In Hindmarch v. Hoffman, 127 Pa. 284, S stole from H, the plaintiff, $400, which he deposited with X, the defendant, to be returned to S or upon S’s order. X, the defendant, did not know of the theft until notified by H, the plaintiff. Notwithstanding notice of the theft, X, the defendant, paid the money to the holder of an order from S, the thief. In an action by H, the plaintiff, against X, the defendant, it was held the plaintiff was entitled to recover in an action for money had and received. The court said, on page 287: “As found by the learned judge, the money sued for as money had and received by defendant to the use of the plaintiff never belonged to Savanack, nor could he have legally recovered any part of it. On the contrary, it was plaintiff’s money, stolen from him by Savanack, and by the latter left with the defendant. While it was thus in his custody and under his control, he was fully informed of the theft, and also that plaintiff, as owner of the money, claimed it.
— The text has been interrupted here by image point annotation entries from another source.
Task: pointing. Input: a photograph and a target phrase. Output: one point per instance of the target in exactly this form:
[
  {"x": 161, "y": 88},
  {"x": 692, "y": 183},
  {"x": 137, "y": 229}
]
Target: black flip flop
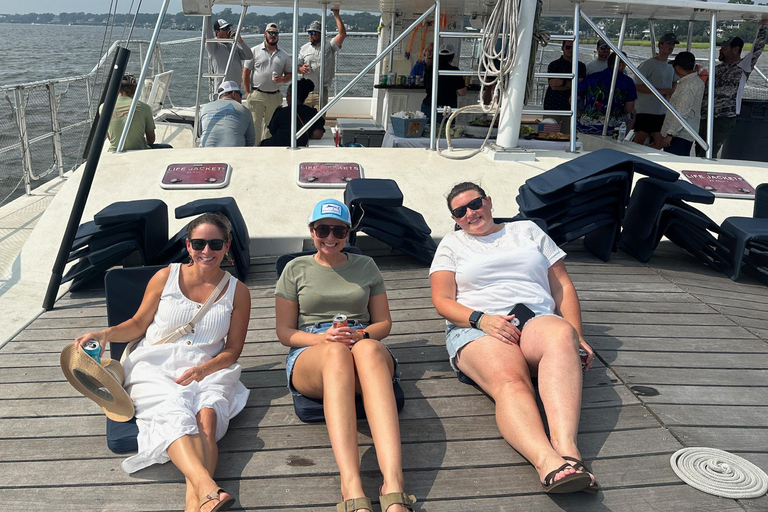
[
  {"x": 578, "y": 465},
  {"x": 571, "y": 483}
]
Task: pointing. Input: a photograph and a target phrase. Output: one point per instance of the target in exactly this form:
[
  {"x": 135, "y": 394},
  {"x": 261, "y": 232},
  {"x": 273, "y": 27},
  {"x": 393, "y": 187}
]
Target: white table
[{"x": 392, "y": 141}]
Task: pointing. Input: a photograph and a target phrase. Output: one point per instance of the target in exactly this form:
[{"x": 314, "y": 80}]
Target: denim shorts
[
  {"x": 457, "y": 337},
  {"x": 293, "y": 354}
]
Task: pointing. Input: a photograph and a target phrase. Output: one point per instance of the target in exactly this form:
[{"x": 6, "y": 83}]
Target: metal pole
[
  {"x": 321, "y": 99},
  {"x": 196, "y": 126},
  {"x": 511, "y": 107},
  {"x": 575, "y": 72},
  {"x": 233, "y": 49},
  {"x": 142, "y": 76},
  {"x": 294, "y": 76},
  {"x": 711, "y": 85},
  {"x": 26, "y": 158},
  {"x": 362, "y": 73},
  {"x": 614, "y": 77},
  {"x": 56, "y": 128},
  {"x": 435, "y": 66},
  {"x": 111, "y": 91}
]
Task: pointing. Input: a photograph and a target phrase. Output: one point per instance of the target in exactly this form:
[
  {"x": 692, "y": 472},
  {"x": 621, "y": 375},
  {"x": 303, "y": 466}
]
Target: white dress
[{"x": 165, "y": 411}]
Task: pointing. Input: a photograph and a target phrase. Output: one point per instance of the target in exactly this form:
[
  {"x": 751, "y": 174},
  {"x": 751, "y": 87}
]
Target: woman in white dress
[{"x": 186, "y": 392}]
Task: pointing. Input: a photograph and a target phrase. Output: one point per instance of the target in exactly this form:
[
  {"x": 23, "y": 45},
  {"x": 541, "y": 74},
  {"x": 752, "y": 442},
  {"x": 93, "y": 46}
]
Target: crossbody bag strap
[
  {"x": 189, "y": 326},
  {"x": 186, "y": 328}
]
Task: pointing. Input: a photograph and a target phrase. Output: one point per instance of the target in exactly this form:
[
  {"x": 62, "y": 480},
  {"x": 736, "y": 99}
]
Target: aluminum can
[
  {"x": 93, "y": 349},
  {"x": 340, "y": 321},
  {"x": 583, "y": 355}
]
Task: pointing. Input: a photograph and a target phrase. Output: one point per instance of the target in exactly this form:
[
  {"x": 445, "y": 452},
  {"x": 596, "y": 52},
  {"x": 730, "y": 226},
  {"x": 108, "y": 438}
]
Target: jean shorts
[{"x": 318, "y": 328}]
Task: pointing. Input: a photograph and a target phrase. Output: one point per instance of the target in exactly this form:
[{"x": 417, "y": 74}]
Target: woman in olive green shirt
[{"x": 334, "y": 363}]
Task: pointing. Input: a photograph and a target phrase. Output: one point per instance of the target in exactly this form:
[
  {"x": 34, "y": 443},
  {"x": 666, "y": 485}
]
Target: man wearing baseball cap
[
  {"x": 730, "y": 76},
  {"x": 225, "y": 122},
  {"x": 262, "y": 76},
  {"x": 218, "y": 53},
  {"x": 651, "y": 111},
  {"x": 600, "y": 62},
  {"x": 687, "y": 101},
  {"x": 309, "y": 60}
]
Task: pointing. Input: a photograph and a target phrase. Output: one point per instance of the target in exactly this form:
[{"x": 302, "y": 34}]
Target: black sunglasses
[
  {"x": 323, "y": 230},
  {"x": 199, "y": 244},
  {"x": 474, "y": 204}
]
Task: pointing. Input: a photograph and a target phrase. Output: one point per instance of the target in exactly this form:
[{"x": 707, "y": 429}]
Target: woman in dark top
[
  {"x": 448, "y": 87},
  {"x": 280, "y": 125}
]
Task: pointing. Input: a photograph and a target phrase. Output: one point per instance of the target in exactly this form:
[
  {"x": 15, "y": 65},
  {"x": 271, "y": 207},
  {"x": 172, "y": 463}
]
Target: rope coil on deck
[{"x": 720, "y": 473}]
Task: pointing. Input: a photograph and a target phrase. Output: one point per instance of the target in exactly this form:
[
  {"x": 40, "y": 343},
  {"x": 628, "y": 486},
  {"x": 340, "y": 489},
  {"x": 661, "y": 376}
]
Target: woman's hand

Under these circumstances, it was clearly his duty to hold it for plaintiff, and, upon satisfactory proof of ownership, to pay it over to him. From the existence of that duty the law raised an implied promise by defendant to do so, but, in disregard of his duty in the premises, he paid it over, on the order of the thief, to parties who had no right whatever to receive it. Justice demands that he should now be compelled to pay the amount to the rightful owner, and there is no good reason why it should not be recovered in the present form of action.”
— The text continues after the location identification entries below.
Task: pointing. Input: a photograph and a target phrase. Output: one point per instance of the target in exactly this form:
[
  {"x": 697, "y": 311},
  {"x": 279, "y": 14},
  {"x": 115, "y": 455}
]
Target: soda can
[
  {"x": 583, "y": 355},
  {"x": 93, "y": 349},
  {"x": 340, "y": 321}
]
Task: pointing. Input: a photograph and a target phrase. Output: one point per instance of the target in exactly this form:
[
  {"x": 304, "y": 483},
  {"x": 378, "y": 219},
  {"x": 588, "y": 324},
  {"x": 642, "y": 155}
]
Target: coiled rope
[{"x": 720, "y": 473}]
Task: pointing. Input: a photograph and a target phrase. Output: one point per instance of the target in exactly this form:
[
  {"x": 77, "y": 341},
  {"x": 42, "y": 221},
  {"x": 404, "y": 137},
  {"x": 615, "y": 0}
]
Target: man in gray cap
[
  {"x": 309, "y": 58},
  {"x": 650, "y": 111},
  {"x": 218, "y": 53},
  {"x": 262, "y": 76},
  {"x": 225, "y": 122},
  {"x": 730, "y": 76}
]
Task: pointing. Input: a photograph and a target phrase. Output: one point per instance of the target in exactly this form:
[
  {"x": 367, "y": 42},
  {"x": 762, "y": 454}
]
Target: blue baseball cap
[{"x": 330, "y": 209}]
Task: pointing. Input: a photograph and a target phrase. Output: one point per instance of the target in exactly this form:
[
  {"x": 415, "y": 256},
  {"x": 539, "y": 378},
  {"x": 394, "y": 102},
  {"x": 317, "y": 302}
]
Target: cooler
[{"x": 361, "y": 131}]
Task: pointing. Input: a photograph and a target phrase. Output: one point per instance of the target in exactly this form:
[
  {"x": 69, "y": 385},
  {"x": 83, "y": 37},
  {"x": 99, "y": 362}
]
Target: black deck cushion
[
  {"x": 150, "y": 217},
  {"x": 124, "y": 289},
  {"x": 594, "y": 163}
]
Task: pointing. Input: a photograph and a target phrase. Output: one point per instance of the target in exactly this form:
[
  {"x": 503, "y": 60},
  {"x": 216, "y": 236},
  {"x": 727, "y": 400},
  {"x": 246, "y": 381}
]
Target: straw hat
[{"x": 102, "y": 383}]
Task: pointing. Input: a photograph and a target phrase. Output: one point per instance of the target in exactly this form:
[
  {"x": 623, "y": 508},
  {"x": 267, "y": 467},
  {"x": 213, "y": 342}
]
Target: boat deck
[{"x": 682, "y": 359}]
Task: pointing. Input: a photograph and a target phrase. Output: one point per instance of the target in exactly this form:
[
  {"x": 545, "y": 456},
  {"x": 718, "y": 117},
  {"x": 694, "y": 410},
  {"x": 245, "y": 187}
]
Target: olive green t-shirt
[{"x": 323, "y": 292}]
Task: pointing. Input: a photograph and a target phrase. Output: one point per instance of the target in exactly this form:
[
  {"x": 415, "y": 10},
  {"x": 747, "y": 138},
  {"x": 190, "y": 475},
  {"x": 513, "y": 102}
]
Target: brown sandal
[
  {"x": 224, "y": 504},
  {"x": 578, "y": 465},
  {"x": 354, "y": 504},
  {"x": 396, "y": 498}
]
There is no doubt that an attachment under the Fraudulent Debtors’ Act may be issued to recover money stolen, and the duty to return it constitutes an indebtedness contemplated by the act: Mechanics’ National Bank v. Miners’ Bank, 13 W. N. C. 236; Love-Thompson Co. v. Brass, 70 Pitts, L. J. 501; Maitland Driving Park Ass’n v. Fisk, 3 Lacka. Leg. News, 210, and O’Neill v. Brown, 17 Dist. R. 1062. We are of the opinion that the nature and the amount of the indebtedness are sufficiently set forth.

As the right to the attachment is based on the allegation that the defendant is about to move his property without the jurisdiction of the court, &e., and the allegation is in the language of the act, it is sufficient: Sharpless v. Ziegler, 92 Pa. 467.

The defendant alleges that the affidavit is fatally defective because it is based merely upon information and belief, without any allegation of the sources of the affiant’s information or that the affiant expects to be able to prove the averments of the affidavit at the trial. To sustain his contention the defendant cites the recent case of Wolf v. Zentz, 5 D. & C. 276, which, no doubt, supports his contention. The case merely follows the opinion of Judge Wall*233ing in Ross v. Behringer, 21 Pa. C. C. Reps. 260. We are unable to agree with the opinion in either of these cases, and we believe the correct rule was laid down by this court in Boyd v. Lippincott, 19 Phila. 241, where we held that an affidavit under the Fraudulent Debtors’ Act may be made on information and belief. The Fraudulent Debtors’ Act requires the plaintiff to file an affidavit, and it has been a practice of long standing that an affidavit, to a statement of claim, bill in equity or petition is sufficient when made upon the plaintiff’s knowledge, information and belief. Judge Walling relies upon the eases which hold that an affidavit of defence based on information and belief must aver that the defendant expects to be able to prove the averments at the trial. The reason of this requirement as to an affidavit of defence is, no doubt, due to the fact that the original idea of an affidavit of defence was to search the conscience of the defendant, and permit the entry of judgment promptly unless the defendant could show a real defence. No such reason or necessity exists where an affidavit is made by the plaintiff.

We have carefully considered the various reasons assigned by the defendant for dissolving the attachment and find that they are without merit.

And now, to wit, June 23, 1925, the rule to quash and dissolve the attachment is discharged.